We need to talk about wine

It’s been one of those days. Work has been unrelenting. The kids are being kids - also unrelenting. There’s still 10 more things to do before you can sit down on have five minutes - just five minutes! -  to yourself. All of that and it’s still only Tuesday. A glass of wine or two will carry your through to that much-needed moment on the sofa.

Sound familiar?

Whenever I give a talk to women about health there are always giggles and nodding heads when I put up a slide about wine as a coping strategy. After having observed that response more times than I can recall, it got me thinking. We need to talk about wine.

I don’t mean what varietal you like to drink and which wineries are your favourites (although I have to say I am currently a big fan of pinot noirs from Central Otago and the Mornington Peninsula!). No, I want to talk about how that much-loved and favoured coping strategy is affecting your health. 

Many women use wine as a way to unwind toward the end of a tough day. I have done this in the past. One Asahi beer at 5pm to get through kid dinner, bath and bed routine did the trick.
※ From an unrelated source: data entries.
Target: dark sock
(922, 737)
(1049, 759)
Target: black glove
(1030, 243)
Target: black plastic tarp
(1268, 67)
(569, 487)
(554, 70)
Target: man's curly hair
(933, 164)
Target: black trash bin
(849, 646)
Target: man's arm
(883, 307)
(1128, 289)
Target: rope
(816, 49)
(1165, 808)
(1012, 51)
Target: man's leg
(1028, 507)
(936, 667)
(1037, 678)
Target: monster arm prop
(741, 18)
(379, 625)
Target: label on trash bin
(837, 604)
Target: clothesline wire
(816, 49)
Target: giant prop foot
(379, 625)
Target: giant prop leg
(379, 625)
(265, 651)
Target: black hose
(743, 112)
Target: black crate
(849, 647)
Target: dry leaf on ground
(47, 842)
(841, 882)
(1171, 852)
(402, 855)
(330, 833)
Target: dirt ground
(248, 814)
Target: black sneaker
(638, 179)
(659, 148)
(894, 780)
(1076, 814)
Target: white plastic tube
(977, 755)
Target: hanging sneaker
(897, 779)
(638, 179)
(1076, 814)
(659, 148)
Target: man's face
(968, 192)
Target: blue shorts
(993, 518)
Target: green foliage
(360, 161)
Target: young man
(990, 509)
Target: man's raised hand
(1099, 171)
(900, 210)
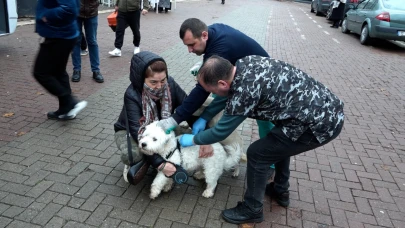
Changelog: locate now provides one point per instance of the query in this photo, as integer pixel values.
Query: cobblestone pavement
(68, 174)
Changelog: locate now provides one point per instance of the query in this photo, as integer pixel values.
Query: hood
(139, 63)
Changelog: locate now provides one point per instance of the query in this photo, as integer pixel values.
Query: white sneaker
(115, 52)
(125, 172)
(136, 50)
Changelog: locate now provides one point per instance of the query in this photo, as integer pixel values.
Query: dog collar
(172, 152)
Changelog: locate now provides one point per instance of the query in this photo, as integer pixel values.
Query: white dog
(155, 140)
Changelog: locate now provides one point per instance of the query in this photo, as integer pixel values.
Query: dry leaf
(21, 133)
(9, 114)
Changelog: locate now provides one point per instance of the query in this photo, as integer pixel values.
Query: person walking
(129, 14)
(56, 23)
(88, 18)
(306, 114)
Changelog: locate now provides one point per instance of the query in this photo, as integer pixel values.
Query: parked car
(320, 7)
(383, 19)
(347, 6)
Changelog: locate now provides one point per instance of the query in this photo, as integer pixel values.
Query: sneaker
(98, 77)
(125, 172)
(58, 115)
(282, 199)
(84, 52)
(78, 108)
(76, 76)
(136, 50)
(242, 214)
(115, 52)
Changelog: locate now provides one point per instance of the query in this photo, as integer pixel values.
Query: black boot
(283, 199)
(98, 77)
(242, 214)
(76, 76)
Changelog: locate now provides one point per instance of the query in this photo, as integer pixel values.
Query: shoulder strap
(130, 158)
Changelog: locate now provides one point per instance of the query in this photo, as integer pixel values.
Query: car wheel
(365, 36)
(344, 26)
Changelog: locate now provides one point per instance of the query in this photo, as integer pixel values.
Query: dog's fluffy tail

Relying on alcohol to help you unwind is a very common coping strategy and initially it feels like it’s ok and all is good in the world, our at least bearable.

I’m not suggesting that anyone stops drinking (although recent research showed that there was no safe dose of alcohol), but being better informed about its effects can help use to make better decisions about it. 

Over time drinking regularly causes health problems. 

1. Regular drinking hurts your liver and your gut 

We are all aware of the damage to the liver that alcohol can cause. Damage and death to liver cells happens, impaired ability for your liver to detoxify, your gut lining gets damaged, good gut bacteria get wiped out, inflammation is created and free radical damage happens. This leads to fatty liver and an imbalance of your gut microbiome. The result is systemic inflammation. Not a good place to be. 

2. Alcohol causes nutrient deficiencies 

Drinking alcohol regularly depletes: 

Vitamin A, C, D, E & K 

Vitamin B1, B6 & B12









Amino acids 

That is a long list of nutrients potentially lost. Each of those nutrients plays not just one crucial role around the body but many roles. Once you become deficient in just one or two of those nutrients deficiency health problems crop up. 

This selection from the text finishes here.